Thanks for this translation; it's very helpful to know how important Chinese officials see the macroeconomic world. What's unfortunate is that Lu seems to have a deeply flawed view of what MMT actually teaches, especially with regard to quantitative easing (QE), if he actually believes that "[MMT argues that] To address economic woes and achieve full employment, central banks can inject liquidity into the market by purchasing government bonds and at the same time reduce the costs of government debt financing to increase the government’s solvency."
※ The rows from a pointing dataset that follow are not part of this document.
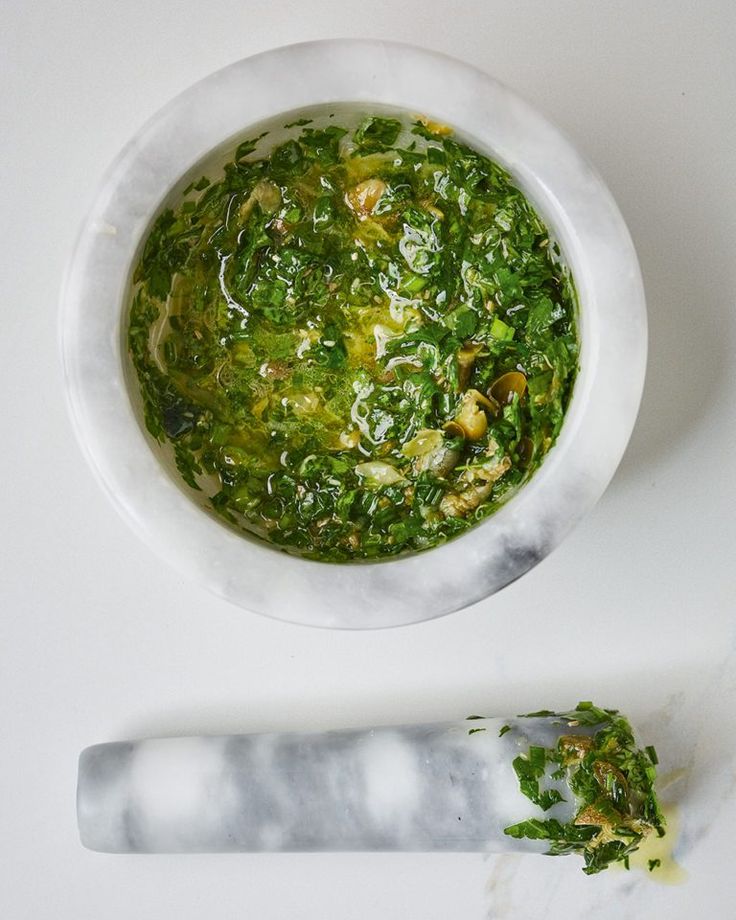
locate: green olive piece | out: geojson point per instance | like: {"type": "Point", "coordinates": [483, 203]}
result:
{"type": "Point", "coordinates": [504, 387]}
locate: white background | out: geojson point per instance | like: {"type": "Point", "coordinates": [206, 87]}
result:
{"type": "Point", "coordinates": [636, 610]}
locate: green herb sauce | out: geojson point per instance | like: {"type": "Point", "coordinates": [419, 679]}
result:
{"type": "Point", "coordinates": [358, 345]}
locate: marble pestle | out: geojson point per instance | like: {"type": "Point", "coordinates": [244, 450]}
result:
{"type": "Point", "coordinates": [439, 787]}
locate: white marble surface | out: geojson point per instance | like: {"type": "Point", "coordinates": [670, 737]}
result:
{"type": "Point", "coordinates": [99, 641]}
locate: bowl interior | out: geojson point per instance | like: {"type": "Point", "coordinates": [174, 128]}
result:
{"type": "Point", "coordinates": [272, 132]}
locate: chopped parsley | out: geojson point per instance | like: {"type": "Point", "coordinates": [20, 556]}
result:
{"type": "Point", "coordinates": [358, 345]}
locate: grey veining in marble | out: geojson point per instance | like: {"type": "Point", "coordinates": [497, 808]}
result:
{"type": "Point", "coordinates": [562, 185]}
{"type": "Point", "coordinates": [415, 788]}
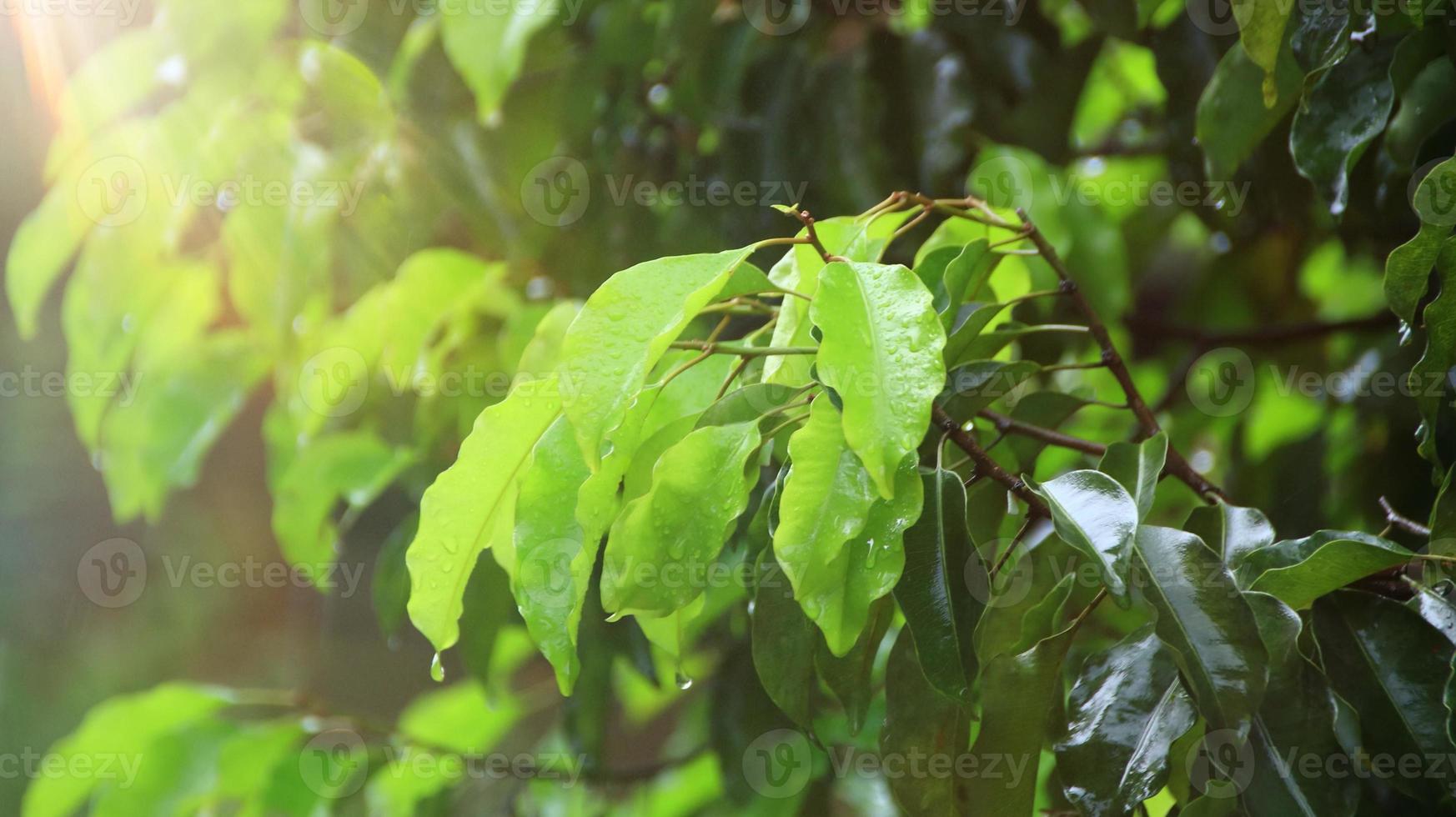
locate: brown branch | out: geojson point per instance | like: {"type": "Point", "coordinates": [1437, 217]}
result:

Without getting too far into the weeds, it's hard to do an effective debunking, but I will just take a few snips from a 2009 blog post by Bill Mitchell, one of the most respected scholars of MMT:

Some readers have written to me asking to explain what quantitative easing is...We need to understand that it is not a very good strategy for a sovereign government to follow in times of depressed demand and rising unemployment...Quantitative easing merely involves the central bank buying bonds (or other bank assets) in exchange for deposits made by the central bank in the commercial banking system – that is, crediting their reserve accounts. The aim is to create excess reserves which will then be loaned to chase a positive rate of return...So quantitative easing is really just an accounting adjustment in the various accounts to reflect the asset exchange. The commercial banks get a new deposit (central bank funds) and they reduce their holdings of the asset they sell...Does quantitative easing work? The mainstream belief is that quantitative easing will stimulate the economy sufficiently to put a brake on the downward spiral of lost production and the increasing unemployment. It is based on the erroneous belief that the banks need reserves before they can lend and that quantititative easing provides those reserves. That is a major misrepresentation of the way the banking system actually operates...Bank lending is not “reserve constrained”. Banks lend to any credit worthy customer they can find and then worry about their reserve positions afterwards...The point is that building bank reserves will not increase the bank’s capacity to lend. Loans create deposits which generate reserves. [ http://bilbo.economicoutlook.net/blog/?p=661]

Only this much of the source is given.